For more recent works, you might like:

    
    
      Vernor Vinge
        "Rainbow's End"  -- more near term and what you describe
        "A Fire Upon the Deep" & "A Deepness in the Sky"
    
      David Brin
        "Earth"  -- again, more near term, although with a fantastic ending
        The Uplift Trilogy (a bit more fantastic, but very well done, particularly the 2nd and 3rd novels)
    

There are many "classic" authors and novels. One novel that receives somewhat
less attention/accolades, but which I think speaks to some of what you ask,
is:

    
    
      Arthur C. Clarke
        "The City and the Stars"
    

Neal Stephenson' _The Diamond Age_ might also resonate. And while both more
"near term" and historical, his _Cryptonomicon_ has some very worthy
reflections and speculations.

And I guess I really can't pass up suggesting Carl Sagan's _Contact_. Superb.

As for films, I'm not the most versed, but the following, more "real" science
fiction films come to mind:

    
    
      GATTACA
      Blade Runner (yeah, yeah, but I just re-watched it)
      And I'll mention that Star Trek (particularly, for me, The Next Generation), is now on or coming to Netflix
    

P.S. And of course, William Gibson's _Neuromancer_ and, was it the next one or
the next two novels?

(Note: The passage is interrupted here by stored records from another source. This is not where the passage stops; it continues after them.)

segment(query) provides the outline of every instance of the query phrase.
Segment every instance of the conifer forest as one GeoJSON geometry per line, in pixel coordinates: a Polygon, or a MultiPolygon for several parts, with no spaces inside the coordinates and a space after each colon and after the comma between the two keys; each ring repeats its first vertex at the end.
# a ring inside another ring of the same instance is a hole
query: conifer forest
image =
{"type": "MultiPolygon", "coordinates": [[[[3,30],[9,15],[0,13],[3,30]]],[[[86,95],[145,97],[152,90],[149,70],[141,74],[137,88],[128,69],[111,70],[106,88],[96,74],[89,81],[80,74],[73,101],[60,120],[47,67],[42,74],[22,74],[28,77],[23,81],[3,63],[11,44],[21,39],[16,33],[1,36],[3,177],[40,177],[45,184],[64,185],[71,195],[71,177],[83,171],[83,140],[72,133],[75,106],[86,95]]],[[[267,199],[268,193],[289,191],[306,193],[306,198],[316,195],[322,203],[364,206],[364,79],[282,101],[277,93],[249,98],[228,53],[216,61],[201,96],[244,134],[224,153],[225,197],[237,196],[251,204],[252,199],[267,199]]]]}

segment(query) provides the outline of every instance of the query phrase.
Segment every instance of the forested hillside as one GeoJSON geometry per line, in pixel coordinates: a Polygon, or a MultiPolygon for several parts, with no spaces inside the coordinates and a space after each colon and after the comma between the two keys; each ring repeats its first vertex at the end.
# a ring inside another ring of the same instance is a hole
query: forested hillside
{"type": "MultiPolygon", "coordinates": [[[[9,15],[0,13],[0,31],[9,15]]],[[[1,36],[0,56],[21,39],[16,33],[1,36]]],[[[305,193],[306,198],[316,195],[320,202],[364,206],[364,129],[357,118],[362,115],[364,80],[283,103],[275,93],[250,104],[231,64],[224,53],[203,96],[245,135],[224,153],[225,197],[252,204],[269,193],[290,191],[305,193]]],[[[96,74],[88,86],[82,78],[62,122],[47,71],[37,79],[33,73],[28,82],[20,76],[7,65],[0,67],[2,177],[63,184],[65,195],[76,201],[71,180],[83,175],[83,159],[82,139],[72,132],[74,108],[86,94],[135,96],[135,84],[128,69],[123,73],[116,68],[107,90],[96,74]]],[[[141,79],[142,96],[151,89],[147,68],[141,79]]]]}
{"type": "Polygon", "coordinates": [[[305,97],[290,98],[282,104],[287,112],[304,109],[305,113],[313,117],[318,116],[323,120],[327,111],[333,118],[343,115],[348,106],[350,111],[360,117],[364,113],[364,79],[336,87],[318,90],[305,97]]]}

His short story collection, "Burning Chrome", fits well
into these two or three.

And as for a certain pragmatic perspective on human psychology, behavior, and
possible near term societal/political developments, the classic Heinlein
ouvre, while perhaps sexist or interpretable as such, and also in other ways
somewhat "archaic", is nonetheless insightful.

Probably not what you're looking for, but now that I've rambled on, there it
is.

P.P.S. I found Asimov's original "Robot" trilogy a very insightful allegory
for the competing demands of public knowledge and privacy in the modern world.
Set aside the robotic aspect, per se, and look at how the different societies
lead there lives and social conduct.

------
arethuza
The story "Epoch" by Cory Doctorow was commissioned by Mark Shuttleworth (the
Ubuntu chap) and really is rather good - it is the story of the first "real"
AI and the system administrator who gets the job of turning it off:

<http://craphound.com/?p=2337>

As with all of Cory's work - strongly recommended!